These 5 amazing ventures are part of F-LANE III

More than 180 startups from 57 countries applied for the third round of F-Lane. These are the five startups which made the final cut.

The five most innovative and high-potential digital impact ventures focusing on female empowerment have secured a place in the next round of the Vodafone Institute-initiated, Europe-wide accelerator programme. The Vodafone Institute selected the five most impressive candidates for F-LANE, including startups and social ventures from Germany, the USA, Pakistan, the UK and Uganda. They will now be participating in a seven-week accelerator programme in Berlin that includes mentorship and training, plus access to networks and funding.

The programme mission is to foster the participation of women in technological development and to empower girls and women around the world through technology. F-LANE collaborates with the Impact Hub Berlin and the Social Entrepreneurship Akademie to source innovative technology startups around the world that focus on women, provide an enterprising solution to a social problem and have the potential to make a wide impact. The majority of the startups in the last F-LANE rounds received investments at the end of the accelerator programme – some as high as EUR 4.5 million.

The seven-week accelerator programme in Berlin begins on 16 March 2018 and culminates with a pitch by the five F-LANE finalists to investors and decision-makers in business, media and politics in early May. Alice Deissner, the Vodafone Institute’s Director of Strategy and Programmes commented, “There’s a lot of prejudice against women in the technology sector, and the number of disadvantaged women is alarming. We need programmes like F-LANE to put this issue on the agenda and make people aware of just how many outstanding business models and inspiring female founder teams there are out there.”

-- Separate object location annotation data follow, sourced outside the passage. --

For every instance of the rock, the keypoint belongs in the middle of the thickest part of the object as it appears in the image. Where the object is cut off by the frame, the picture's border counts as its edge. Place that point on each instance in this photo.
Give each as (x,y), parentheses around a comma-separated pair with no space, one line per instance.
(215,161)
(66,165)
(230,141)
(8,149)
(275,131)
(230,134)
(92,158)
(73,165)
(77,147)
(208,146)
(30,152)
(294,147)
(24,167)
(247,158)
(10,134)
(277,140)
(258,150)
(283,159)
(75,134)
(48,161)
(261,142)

Washington DC, United States of America
Mama Bird


Mamabird facilitates the transportation and delivery of life-saving medical supplies to remote African villages and communities; to women and children who live on the fringes of society and often need the most care, but are unable to access it. The medical supplies are delivered by drones that can carry packages of up to 10-15 kg in weight over a distance of 100 km.
Founders: Thomas Lauzon, Florent Martell & Eugene Maseya


Berlin, Germany

FinMarie is the first online investment platform in Germany created by women for women. The FinMarie business concept involves the assessment of the female investors’ personal goals, individual needs and interests as the basis for a personalised financial plan. Daily portfolio monitoring by FinMarie ensures that its female investors stay on track to achieve their goals. The individual portfolios are created with the help of a mathematical algorithm that forecasts different market scenarios.
Founder: Karolina Decker


Kampala, Uganda 

Breast IT developed a glove with piezoelectric crystals on the surface that produce ultrasound. When the glove is switched on and placed on the breast, ultrasound images of the inside of the breast are created and transmitted via phone for analysis. This glove makes breast cancer screening less expensive and considerably easier to access.
Founder: Moris Atwin


Islamabad, Pakistan

Doctory plans to revolutionise Pakistan’s healthcare service. It’s developed a search engine that uses machine learning and feedback mechanisms to provide patients with reliable information about healthcare, medical specialists and health service reviews. It also simplifies access to health services and specialists in Pakistan with an appointments service and local support.
Founders: Maliha Khalid & Ayyaz Kayani


London, United Kingdom

Free_D is a social enterprise with a mission to support and up-skill girls and women who are survivors of trafficking or at high risk of being trafficked. It provides training to develop them into artisan jewellery makers. With the help of a partner factory, the women are trained to use CAD design and 3D printing technology, and they also get social and psychological support from a local NGO specialising in trafficking. The jewellery that is made using 3D printing technology will be sold around the world by ethical and social retailers.